Kouji smiles, and lifts her hands to his lips and trails warm kisses along the backs of her knuckles. "I know that we celebrated the customs here... but I want to take you home, to Japan, and have a wedding like the ones traditional in my culture, see you in a beautiful white dress and carry you over the threshold, and..." he pauses, pressing his face into the backs of her hands, his cheeks suddenly heating, "...and I want to give you a proper wedding night."
Sherry feels her own cheeks turn pink, and she ducks her head, her hair falling around her face like a curtain. "Then... I would love to marry you again, Kouji."

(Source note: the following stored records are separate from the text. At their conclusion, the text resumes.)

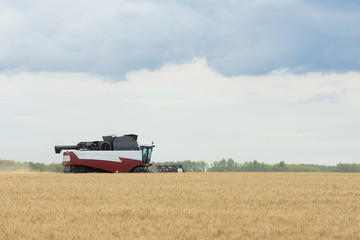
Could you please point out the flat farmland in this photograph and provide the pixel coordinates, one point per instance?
(180, 206)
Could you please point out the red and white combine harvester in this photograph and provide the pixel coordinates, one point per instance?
(113, 154)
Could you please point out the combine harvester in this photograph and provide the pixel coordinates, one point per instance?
(113, 154)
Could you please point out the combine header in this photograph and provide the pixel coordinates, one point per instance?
(113, 154)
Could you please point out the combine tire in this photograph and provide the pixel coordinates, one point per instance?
(140, 170)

Kouji squeezes her hands and finally looks up again, and the tender smile that he gives her in that moment is more dazzling than the light of the moon that hangs above them. He rises to his feet and scoops her into his arms, lifting her feet from the ground and spinning her around in a circle that causes her skirts to and hair to fly out around them, fluttering like ribbons in the wind, and she giggles and throws her arms around his neck.
When at last he sets her feet back on the ground, they kiss, and laugh, and kiss again, and to Sherry it seems as though now he has finally allowed himself to kiss her, he can hardly stop - and she loves it dearly.

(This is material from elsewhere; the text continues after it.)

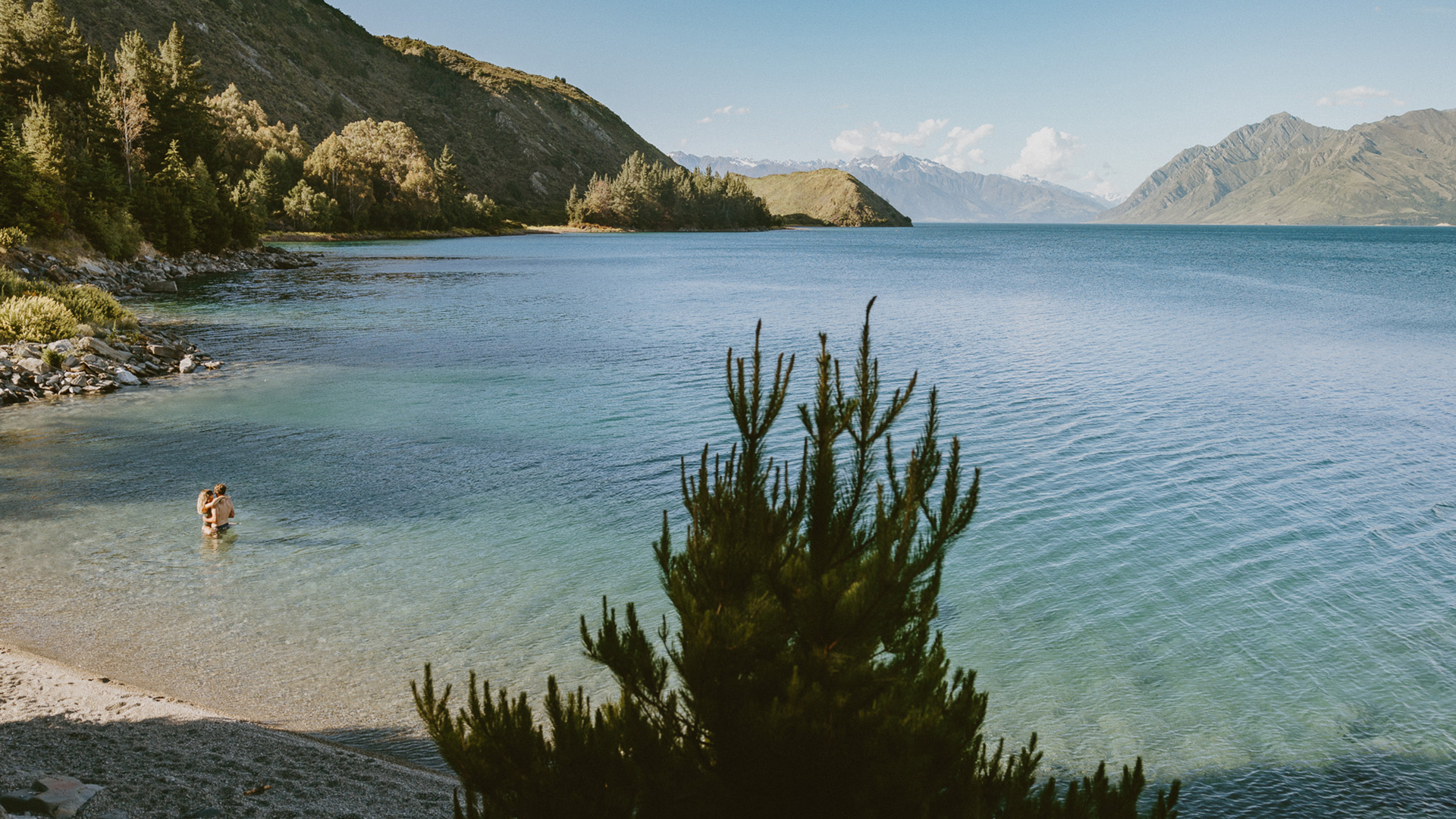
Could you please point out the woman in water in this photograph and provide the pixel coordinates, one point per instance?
(207, 510)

By the time they make their way back to the party, both are noticeably disheveled, despite their (admittedly half-hearted) attempts to straighten their hair and clothes. Sherry's hair remains free of its ribbon, Kouji's hair part is completely off kilter, and both have a flush high in their cheeks that has nothing to do with alcohol.

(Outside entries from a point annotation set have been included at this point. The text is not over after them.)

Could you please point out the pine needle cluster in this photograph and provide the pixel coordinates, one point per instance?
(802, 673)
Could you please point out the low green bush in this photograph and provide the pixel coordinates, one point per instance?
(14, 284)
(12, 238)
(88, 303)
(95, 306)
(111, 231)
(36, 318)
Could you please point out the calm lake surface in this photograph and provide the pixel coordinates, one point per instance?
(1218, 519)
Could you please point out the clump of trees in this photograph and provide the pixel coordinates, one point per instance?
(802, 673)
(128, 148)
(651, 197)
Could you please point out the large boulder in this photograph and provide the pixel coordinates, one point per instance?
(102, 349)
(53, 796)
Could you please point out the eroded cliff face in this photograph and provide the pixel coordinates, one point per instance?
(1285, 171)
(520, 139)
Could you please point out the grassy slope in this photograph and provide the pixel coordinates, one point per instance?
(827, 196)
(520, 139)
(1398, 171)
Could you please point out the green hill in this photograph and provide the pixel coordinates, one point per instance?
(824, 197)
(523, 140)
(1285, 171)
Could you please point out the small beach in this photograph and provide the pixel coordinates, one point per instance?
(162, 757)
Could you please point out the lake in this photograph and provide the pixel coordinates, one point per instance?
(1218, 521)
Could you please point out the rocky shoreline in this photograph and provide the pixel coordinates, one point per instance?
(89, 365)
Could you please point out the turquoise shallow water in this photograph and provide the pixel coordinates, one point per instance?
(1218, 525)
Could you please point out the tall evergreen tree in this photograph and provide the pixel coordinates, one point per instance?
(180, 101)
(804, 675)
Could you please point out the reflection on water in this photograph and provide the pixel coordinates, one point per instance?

The other party-goers notice, of course, and even of even more interest to them is the fact that Kouji refuses to leave Sherry's side for the remainder of the evening. Not a single other man is given the opportunity to steal her for a dance, or offer her sweets from a tray, or tuck flowers in her hair - for there is a red rose curled over her ear, and an arm curled securely around her waist, and a man whose polite smile could draw blood if it so chose.
Were either of them less wrapped up in their own little world, they might have even heard the general consensus amongst the whispers that follow them throughout the room:
'It's about damn time.'
vii.
"Sherry," Kouji murmurs against the top of his wife's head where it rests on his shoulder, the carriage jostling them slightly as it rolls over a bump in the road.
"Mmm...?" Her response is drowsy; the hour is late, and it feels as though the two of them have danced more in this one night than they have in the rest of their lives combined.
He smiles and kisses her hair, his fingers trailing through the ends of her long ash-blonde locks. "Would you do me the honor of taking you about town tomorrow? I would like very much to spoil you with roses and ribbons and sweets... and perhaps, if you'll allow me the honor, I would like to hold your hand."
Sherry tips her head back to look at him, and when she smiles, he thinks that there is no angel in heaven that could match her in radiance. "I'd love to," she says, and she leans up to kiss him before settling against him once more.
As Kouji leans back against the carriage seat, the warmth of their bodies melding together in a most pleasant way, he thinks that he is, perhaps, the luckiest man in either of their two worlds, and that every moment up until now - every single moment they waited for each other, in spite of everything - was worth it.